NI13_get_ercc_substitution_rate.py: python script for calculating per-base substitution rates in ERCC standards, for a large group of scRNA-seq bam files.
NI14_qpcr_analysis.Rmd: R code to plot qPCR analysis for cancer cells.
NI15_multiplex_IF_analysis.Rmd: R code to plot Immune IF analysis.
NI16_cancercell_EGFR_ALK.Rmd: Imports .RData object generated from NI04. In this script we investigate the expression of five gene expression signatures found within the subsets of EGFR and ALK samples.
NI17_cancercell_PDsigs.Rmd: Imports .RData object generated from NI04. In this script we investigate the expression of five gene expression signatures, and the comprising genes, found within the samples of PD treatment timepoint samples.
Cerebra
We used the Cerebra tool (https://github.com/czbiohub/cerebra) report mutations and read coverage of regions of interest within genes.
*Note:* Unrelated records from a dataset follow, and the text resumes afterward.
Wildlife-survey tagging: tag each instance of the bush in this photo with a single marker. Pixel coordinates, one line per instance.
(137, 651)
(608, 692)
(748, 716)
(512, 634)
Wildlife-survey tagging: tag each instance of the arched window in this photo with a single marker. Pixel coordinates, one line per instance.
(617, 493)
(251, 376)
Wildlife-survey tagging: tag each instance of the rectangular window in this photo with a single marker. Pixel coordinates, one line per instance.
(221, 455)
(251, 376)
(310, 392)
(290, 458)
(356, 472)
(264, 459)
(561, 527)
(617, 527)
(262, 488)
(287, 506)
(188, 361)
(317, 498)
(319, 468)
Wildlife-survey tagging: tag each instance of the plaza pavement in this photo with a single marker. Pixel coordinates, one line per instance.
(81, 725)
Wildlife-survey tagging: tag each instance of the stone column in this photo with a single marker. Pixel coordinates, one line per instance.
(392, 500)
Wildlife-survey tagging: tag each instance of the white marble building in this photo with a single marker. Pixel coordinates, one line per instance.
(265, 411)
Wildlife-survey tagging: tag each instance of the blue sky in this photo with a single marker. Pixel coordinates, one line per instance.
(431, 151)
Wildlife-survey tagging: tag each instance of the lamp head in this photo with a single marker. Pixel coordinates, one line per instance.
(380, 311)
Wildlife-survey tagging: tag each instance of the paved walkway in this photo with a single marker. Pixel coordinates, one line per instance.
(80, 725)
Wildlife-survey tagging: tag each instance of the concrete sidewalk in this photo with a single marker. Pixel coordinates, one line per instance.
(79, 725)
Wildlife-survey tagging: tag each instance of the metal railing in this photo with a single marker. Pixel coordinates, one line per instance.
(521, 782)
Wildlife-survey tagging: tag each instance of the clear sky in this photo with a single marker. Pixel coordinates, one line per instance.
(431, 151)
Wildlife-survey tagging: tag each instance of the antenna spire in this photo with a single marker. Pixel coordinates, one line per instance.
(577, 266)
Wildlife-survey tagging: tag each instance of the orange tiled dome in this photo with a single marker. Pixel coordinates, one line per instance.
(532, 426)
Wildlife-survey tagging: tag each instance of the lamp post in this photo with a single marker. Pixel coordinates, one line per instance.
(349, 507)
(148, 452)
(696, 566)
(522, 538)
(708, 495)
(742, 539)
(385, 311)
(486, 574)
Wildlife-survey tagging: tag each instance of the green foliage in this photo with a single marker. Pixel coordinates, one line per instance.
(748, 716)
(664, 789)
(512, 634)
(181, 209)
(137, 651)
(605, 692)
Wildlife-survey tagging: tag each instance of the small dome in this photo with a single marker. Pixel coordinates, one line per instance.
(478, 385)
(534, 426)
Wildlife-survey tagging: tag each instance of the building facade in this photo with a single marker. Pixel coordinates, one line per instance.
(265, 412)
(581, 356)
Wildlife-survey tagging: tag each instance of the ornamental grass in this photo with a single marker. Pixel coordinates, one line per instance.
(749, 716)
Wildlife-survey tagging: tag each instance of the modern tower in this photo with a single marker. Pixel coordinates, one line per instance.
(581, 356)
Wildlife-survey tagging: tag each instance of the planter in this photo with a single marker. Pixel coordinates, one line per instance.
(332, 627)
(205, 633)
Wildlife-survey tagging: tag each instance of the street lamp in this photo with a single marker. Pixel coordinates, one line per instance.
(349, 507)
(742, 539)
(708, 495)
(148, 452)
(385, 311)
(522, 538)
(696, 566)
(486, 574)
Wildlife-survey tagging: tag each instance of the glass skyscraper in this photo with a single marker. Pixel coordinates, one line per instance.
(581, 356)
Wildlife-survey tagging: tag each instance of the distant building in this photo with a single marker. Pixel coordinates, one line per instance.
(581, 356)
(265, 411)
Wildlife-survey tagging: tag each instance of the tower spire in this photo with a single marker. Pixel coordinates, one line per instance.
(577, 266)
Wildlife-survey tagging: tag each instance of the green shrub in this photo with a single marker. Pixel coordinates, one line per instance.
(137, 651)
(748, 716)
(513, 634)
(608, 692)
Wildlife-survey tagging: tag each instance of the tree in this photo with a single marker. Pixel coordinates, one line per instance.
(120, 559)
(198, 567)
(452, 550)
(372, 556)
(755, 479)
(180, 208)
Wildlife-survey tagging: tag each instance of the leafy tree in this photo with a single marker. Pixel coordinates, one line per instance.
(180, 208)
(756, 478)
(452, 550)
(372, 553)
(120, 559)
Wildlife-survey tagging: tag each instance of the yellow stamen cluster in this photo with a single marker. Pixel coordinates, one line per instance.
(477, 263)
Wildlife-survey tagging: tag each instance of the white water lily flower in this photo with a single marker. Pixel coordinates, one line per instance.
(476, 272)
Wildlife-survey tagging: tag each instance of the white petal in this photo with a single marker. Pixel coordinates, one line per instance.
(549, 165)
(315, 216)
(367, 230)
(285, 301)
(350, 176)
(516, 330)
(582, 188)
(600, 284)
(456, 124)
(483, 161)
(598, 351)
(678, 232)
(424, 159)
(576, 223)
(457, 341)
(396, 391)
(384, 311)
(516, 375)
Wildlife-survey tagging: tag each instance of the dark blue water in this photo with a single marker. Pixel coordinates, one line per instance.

Cerebra uses GATK output files (.vcfs) as input and is comprised of several modules which do the following: 1) generate a cell_x_gene mutation-counts matrix, 2) generate a cell_x_ROI summary table that reports amino acid level mutations for a user-defined list of genes, 3) report read coverage (variant vs total reads) to each ROI.